If you had to choose between a career in one of those, which would it be, and why?
I was fortunate I had the the chance to do both. In wholesaling, you will live comfortably and do things you wouldn’t do on your own (fancy dinners, trips…). As an advisor however, especially if you are an independent and sell both insurance and investments, you can do a lot better financially. So it comes down to how many people you know will do business with you as an advisor, and your ability to convert prospects to clients.
PM me if you want. I was a wholesaler and now am in Institutional Sales so fairly similar. I can provide a lot of insight.

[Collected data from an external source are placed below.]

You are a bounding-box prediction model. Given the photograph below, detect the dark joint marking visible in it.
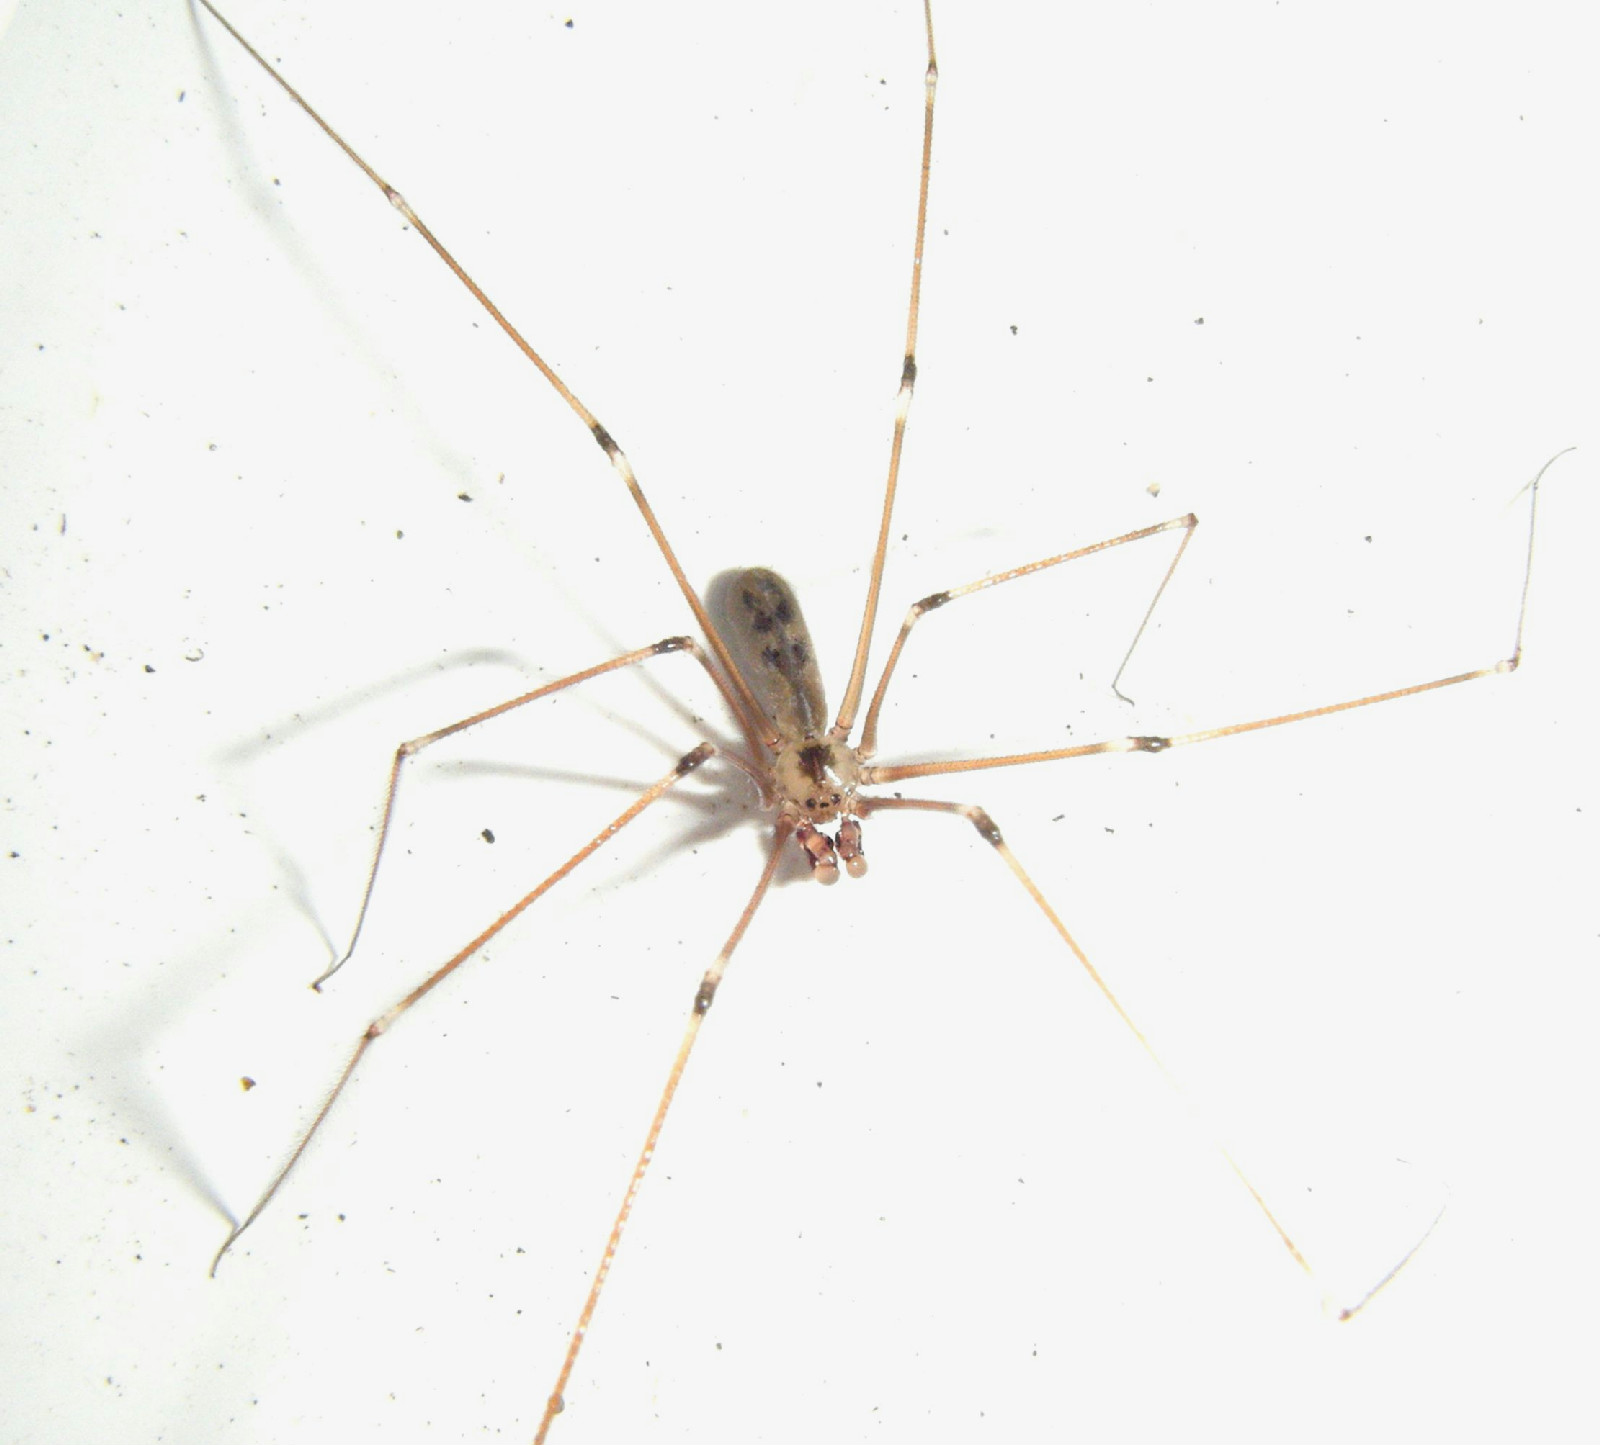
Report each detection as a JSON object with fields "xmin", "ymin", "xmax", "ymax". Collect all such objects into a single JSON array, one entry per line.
[
  {"xmin": 916, "ymin": 590, "xmax": 952, "ymax": 613},
  {"xmin": 901, "ymin": 355, "xmax": 918, "ymax": 387},
  {"xmin": 653, "ymin": 635, "xmax": 692, "ymax": 654},
  {"xmin": 789, "ymin": 641, "xmax": 808, "ymax": 666},
  {"xmin": 591, "ymin": 423, "xmax": 619, "ymax": 458},
  {"xmin": 968, "ymin": 809, "xmax": 1004, "ymax": 847},
  {"xmin": 694, "ymin": 976, "xmax": 719, "ymax": 1014},
  {"xmin": 1133, "ymin": 736, "xmax": 1171, "ymax": 753},
  {"xmin": 762, "ymin": 645, "xmax": 782, "ymax": 667},
  {"xmin": 676, "ymin": 743, "xmax": 716, "ymax": 774}
]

What Empire said is essentially correct. However, I would add that the impending DOL regs (assuming you’re US based) are going to impact both wholesalers and advisors. Wholesaler comp is coming down and entertaining may also be on the way out. Advisors are going to have a whole host of issues if they have retirement plans or do commissionable business.

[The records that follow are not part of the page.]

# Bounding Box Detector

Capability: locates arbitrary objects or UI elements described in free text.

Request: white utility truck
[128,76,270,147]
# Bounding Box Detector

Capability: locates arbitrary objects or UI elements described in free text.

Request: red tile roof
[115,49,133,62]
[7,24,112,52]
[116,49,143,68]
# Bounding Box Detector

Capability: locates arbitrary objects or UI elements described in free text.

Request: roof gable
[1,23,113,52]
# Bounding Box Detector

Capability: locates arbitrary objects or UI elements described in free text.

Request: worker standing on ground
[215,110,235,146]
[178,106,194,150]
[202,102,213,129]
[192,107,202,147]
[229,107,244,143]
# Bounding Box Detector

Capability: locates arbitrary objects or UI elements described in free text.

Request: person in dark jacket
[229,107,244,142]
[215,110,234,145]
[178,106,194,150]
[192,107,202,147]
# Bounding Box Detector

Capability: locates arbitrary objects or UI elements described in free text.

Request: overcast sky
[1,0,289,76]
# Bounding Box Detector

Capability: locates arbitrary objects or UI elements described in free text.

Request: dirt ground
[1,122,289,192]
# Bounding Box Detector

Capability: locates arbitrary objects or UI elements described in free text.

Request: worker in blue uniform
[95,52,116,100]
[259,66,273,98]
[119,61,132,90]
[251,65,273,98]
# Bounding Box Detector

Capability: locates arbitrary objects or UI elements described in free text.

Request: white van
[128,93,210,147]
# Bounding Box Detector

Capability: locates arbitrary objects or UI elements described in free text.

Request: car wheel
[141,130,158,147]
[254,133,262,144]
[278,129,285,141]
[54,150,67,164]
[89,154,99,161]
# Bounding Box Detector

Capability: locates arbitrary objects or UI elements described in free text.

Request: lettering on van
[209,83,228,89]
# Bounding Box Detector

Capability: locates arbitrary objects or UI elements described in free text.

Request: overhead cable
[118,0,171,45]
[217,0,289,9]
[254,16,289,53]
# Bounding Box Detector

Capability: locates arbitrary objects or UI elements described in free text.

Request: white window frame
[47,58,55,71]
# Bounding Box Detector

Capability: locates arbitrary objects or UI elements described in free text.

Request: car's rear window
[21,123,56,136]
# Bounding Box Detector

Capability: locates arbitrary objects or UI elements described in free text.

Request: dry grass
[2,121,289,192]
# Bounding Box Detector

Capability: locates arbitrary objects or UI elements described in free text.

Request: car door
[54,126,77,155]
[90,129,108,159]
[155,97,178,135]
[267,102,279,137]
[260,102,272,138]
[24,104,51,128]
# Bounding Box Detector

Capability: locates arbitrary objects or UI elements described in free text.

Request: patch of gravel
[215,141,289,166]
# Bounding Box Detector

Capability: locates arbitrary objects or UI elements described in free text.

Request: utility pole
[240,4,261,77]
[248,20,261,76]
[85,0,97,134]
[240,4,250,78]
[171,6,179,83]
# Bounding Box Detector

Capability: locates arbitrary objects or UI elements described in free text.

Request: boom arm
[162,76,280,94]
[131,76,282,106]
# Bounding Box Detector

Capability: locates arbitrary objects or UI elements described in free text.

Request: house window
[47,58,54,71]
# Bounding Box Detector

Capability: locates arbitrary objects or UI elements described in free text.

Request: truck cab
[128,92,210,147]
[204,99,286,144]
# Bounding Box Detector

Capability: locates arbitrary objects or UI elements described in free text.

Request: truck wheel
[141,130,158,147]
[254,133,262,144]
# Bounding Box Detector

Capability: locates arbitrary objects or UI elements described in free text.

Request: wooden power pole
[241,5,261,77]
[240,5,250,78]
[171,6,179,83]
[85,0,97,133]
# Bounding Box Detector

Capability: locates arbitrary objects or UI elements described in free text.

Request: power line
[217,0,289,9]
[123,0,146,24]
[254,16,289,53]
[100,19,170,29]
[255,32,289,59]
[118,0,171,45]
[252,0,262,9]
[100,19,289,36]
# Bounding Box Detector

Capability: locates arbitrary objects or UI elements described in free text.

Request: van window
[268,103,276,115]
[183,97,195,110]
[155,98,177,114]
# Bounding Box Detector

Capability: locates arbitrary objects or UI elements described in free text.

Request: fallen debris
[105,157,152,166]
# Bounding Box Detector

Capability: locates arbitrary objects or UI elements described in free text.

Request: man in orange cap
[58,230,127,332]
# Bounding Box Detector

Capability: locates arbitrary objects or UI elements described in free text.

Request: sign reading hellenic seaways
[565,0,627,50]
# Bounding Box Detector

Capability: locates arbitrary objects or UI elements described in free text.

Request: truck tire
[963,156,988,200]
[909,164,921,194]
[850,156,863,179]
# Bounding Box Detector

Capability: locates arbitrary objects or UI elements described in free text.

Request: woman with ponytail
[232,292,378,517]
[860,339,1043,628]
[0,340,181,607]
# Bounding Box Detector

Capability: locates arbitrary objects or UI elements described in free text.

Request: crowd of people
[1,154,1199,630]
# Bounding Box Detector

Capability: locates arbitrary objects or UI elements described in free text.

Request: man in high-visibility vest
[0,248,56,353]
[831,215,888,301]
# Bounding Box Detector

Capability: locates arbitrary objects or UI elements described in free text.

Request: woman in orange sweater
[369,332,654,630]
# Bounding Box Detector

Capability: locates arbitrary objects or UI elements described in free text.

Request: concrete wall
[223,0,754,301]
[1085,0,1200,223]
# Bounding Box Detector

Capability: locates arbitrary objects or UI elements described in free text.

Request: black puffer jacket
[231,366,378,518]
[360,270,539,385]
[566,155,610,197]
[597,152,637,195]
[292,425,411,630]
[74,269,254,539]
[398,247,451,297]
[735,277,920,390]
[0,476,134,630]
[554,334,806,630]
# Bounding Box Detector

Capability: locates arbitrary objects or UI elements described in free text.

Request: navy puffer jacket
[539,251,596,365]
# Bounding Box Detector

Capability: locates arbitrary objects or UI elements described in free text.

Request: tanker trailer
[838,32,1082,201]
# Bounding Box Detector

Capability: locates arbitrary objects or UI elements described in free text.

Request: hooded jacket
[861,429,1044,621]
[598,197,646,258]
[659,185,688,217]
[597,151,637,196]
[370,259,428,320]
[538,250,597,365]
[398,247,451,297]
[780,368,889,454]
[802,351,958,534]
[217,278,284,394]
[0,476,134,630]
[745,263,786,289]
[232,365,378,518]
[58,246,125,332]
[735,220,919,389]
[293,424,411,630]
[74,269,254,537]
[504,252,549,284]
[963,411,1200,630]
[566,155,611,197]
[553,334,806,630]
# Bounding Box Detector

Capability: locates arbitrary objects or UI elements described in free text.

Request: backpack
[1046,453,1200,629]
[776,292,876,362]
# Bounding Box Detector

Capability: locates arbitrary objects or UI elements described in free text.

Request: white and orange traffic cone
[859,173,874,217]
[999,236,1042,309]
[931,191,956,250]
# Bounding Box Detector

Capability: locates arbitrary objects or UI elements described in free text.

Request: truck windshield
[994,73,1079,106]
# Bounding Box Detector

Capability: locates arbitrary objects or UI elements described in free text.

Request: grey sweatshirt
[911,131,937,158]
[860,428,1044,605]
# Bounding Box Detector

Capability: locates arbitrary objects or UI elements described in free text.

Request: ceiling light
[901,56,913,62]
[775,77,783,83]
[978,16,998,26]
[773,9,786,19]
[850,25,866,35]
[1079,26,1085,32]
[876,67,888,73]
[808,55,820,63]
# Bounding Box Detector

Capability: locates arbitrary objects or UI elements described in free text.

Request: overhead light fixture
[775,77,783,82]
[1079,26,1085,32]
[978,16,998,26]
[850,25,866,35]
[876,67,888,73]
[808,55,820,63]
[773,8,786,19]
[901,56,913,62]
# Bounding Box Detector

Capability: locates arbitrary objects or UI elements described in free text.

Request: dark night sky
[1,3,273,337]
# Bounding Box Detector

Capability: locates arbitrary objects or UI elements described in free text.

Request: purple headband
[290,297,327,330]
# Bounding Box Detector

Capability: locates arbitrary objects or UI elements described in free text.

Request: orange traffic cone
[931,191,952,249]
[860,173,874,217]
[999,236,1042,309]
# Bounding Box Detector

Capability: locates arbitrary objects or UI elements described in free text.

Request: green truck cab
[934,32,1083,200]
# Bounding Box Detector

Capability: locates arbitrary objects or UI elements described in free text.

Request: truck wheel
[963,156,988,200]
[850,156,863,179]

As for who does better financially, wholesalers make more than 90% of financial advisors. You’d have to be at the very top of the FA world to make what an average wholesaler makes.
Wholesaling in Canada is also paying less than a few years ago as firms are trying to cut cost and maximize profits. Wholesalers used to make $300-400k back in the 2000’s. Very few make that much nowadays. What STL said is also correct. Wholesalers make more than 90% of advisors. This stat will probably be even more accurate over the next few years because of CRM 2 (more fee disclosure) in Canada.
Where are you located?
I am in the US. By 300-400K that’s for external not internal right? Sounds like wholesaling is more stable unless you can really hit a gold mine as a FA.
Thanks, I PM’d ya.
I think STL is in the US so he will be more helpful in your situation. In Canada, as an internal, you will make anywhere from $70k to $110k.
Internal Comp: $65k to $130k (how much the firm values internals, tenure, and blowing out your sales goals are the primary factors)
External Comp: $300k to $750k with a very small chance at going higher if you really crush your numbers.
These numbers are a lot lower in Canada these days, especially for the external gig. Not even the national VP of sales would pull a $750k pay cheque…
^ what is an example of an external role?
I should have mentioned it varies a lot by the size of the firm too. I’m assuming we’re talking about a top 40 asset manager by AUM.
Leaders on the distribution side - the person that manages the externals’ managers, the head of national accounts - generally make just shy of a million. Their manager, the head of sales, makes closer to $1.5M.